В самых ранних детских воспоминаниях Бисмарка уже проступает гордость — определяющая черта его характера. Один раз, когда с ним плохо обошелся брат, он убежал из дома, и поймали его только на Унтер-ден-Линден. Другой раз, когда в доме были гости, мальчик тихо прошмыгнул в угол гостиной и услышал, как кто-то сказал по-французски: «Это, наверно, хозяйский сын или дочка». Отто довольно резко отозвался на том же языке: «Это сын, сударь».
Не лучше было и воспитание в школе. На свои детские годы, от восьми до тринадцати, проведенные в заведении Пламана в Берлине, он до старости оглядывался с неприязнью. «Еще в раннем детстве я был отчужден от родительского дома и позднее никогда уже не мог чувствовать себя там своим, а мое воспитание сызмальства подчинялось принципу, что всё должно служить развитию ума и скорейшему приобретению положительных знаний». Поскольку он понял, что у них в семье решающий голос принадлежит матери, то возложил на нее ответственность за все жестокости, какие пришлось ему претерпеть в интернате. Никогда не переставал он злобствовать, вспоминая черствый хлеб, угнетавшее его спартанское воспитание, легкие куртки зимой — всю эту «противоестественную дрессировку». А о том, что «будили их тычком рапиры», он рассказывал и в восемьдесят лет.

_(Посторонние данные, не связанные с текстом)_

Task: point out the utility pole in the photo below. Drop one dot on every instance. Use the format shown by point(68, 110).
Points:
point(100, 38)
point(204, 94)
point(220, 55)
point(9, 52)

«Никогда не удавалось мне поесть досыта, мясо на обед всегда было как резина. Вставать нам приходилось в полшестого утра, с шести до семи мы уже царапали пером. Обращались с нами хуже, чем унтер-офицер с новобранцами, при фехтовании на шпагах часто наносили такой удар по руке, что след от него еще долго не проходил». Интернат находился в самом конце Вильгельм-штрассе, длинной улицы, в начале которой стояли здания государственных учреждений и, случалось, проезжал король. Но здесь, на окраине, все было скучно и одиноко, и «когда из окна я видел, как упряжка волов прокладывает в поле борозду, то всякий раз не мог удержаться от слез из-за тоски по Книпхофу».
Как же, наверное, был потрясен ребенок, когда мать вдруг написала сыновьям, что в июле ей придется
поехать на воды и мальчики останутся в Берлине! Эта
история повторялась не одно лето, и дети годами не видели имения — дома и парка, хлевов и сараев, кузницы и деревни. Позднее он назовет эту жизнь каторгой. Все, что исходило от матери, что она требовала и внушала, в глазах сына неизбежно выглядело злом.
Когда он станет постарше, то поймет также, что активность матери, ее честолюбие ставят под угрозу имение и деньги семьи — в Книпхофе она каждый год вводит новые машины, чтобы современными методами поддерживать хозяйство, приходившее, по ее мнению, в упадок из-за старомодного барства ее мужа. Зимой она заставляет его переезжать в Берлин, где они живут на широкую ногу и где она не может вдосталь насладиться светским обществом и новинками моды.
Сын сохранит в памяти образ нарядной женщины, которая отправляется на вечер к господину министру: «Как сейчас помню, у нее были длинные перчатки, вот до сих пор, платье с высокой талией, взбитые с двух сторон локоны, а на голове — большое страусовое перо». От матери он впервые слышит лозунги либеральной оппозиции, подростком, по ее поручению, бегает за парижскими газетами с известиями о Июльской революции, и достаточно того, что все эти идеи исходят от нее, чтобы внушить ему презрение к ним.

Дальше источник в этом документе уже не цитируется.